Toulouse NeuroImaging Center (ToNIC), INSERM, University Paul Sabatier, UPS, Toulouse, France.
J Cereb Blood Flow Metab. 2020 Jan;40(1):3-22. doi: 10.1177/0271678X19882788. Epub 2019 Oct 23.
After cerebral ischemia, events like neural plasticity and tissue reorganization intervene in lesioned and non-lesioned areas of the brain. These processes are tightly related to functional improvement and successful rehabilitation in patients. Plastic remodeling in the brain is associated with limited spontaneous functional recovery in patients. Improvement depends on the initial deficit, size, nature and localization of the infarction, together with the sex and age of the patient, all of them affecting the favorable outcome of reorganization and repair of damaged areas. A better understanding of cerebral plasticity is pivotal to design effective therapeutic strategies. Experimental models and clinical studies have fueled the current understanding of the cellular and molecular processes responsible for plastic remodeling.

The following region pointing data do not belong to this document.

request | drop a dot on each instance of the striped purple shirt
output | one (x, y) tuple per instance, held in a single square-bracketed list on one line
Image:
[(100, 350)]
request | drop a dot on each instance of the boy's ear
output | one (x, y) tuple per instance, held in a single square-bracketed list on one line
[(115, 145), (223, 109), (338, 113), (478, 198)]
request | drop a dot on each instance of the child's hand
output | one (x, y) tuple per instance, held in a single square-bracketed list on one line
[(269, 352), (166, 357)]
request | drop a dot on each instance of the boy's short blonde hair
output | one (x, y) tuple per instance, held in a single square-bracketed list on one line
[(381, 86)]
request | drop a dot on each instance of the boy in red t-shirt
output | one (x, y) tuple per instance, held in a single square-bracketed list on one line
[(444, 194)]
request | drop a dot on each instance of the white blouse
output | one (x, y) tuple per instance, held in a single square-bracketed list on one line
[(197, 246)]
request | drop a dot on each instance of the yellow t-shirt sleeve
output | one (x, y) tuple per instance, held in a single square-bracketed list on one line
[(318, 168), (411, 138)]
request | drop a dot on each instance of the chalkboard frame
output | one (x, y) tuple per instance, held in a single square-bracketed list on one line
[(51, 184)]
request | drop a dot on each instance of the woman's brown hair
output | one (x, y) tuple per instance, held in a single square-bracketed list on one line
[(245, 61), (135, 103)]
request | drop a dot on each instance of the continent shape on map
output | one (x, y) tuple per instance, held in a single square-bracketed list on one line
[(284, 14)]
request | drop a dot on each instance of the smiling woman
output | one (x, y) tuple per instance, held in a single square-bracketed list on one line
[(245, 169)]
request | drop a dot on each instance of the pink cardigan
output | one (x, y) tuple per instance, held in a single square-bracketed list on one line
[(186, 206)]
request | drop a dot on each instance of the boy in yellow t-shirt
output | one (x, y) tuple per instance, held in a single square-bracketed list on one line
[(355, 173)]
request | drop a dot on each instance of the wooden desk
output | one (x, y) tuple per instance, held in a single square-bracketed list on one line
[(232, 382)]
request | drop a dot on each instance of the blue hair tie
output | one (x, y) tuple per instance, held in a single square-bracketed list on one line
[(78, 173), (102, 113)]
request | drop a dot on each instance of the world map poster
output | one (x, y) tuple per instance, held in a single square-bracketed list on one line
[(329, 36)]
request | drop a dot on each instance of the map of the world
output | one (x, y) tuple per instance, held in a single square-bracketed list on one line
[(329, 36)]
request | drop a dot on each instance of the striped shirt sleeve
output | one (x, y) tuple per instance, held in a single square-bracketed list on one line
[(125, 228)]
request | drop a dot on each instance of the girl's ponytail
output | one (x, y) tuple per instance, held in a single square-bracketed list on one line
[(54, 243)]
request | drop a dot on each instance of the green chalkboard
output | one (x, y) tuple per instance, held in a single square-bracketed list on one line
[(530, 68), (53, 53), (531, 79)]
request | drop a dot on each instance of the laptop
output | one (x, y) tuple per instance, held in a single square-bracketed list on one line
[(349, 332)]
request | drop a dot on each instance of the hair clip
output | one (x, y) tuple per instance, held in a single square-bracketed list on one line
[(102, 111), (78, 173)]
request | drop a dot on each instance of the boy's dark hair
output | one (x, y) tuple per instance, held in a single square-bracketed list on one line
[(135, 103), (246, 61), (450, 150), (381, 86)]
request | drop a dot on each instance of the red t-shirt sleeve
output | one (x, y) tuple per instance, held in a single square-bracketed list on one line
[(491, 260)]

In this review, we describe the known mechanisms, in patients and animal models, underlying cerebral reorganization and contributing to functional recovery after ischemic stroke. We also discuss the manipulations and therapies that can stimulate neural plasticity. We finally explore a new topic in the field of ischemic stroke pathophysiology, namely the brain-gut axis.
脑缺血后,神经可塑性和组织重组等事件会介入大脑受损和未受损区域。这些过程与患者的功能改善和成功康复密切相关。大脑中的塑性重塑与患者的有限自发性功能恢复有关。改善取决于初始缺陷、梗死的大小、性质和定位,以及患者的性别和年龄,所有这些都影响着受损区域的重组和修复的良好结果。更好地了解大脑的可塑性对于设计有效的治疗策略至关重要。实验模型和临床研究推动了对导致大脑可塑性的细胞和分子过程的理解。在这篇综述中,我们描述了已知的机制,在患者和动物模型中,大脑重组的基础和有助于缺血性中风后的功能恢复。我们还讨论了可以刺激神经可塑性的操作和治疗方法。最后,我们探索了缺血性中风病理生理学领域的一个新课题,即脑-肠轴。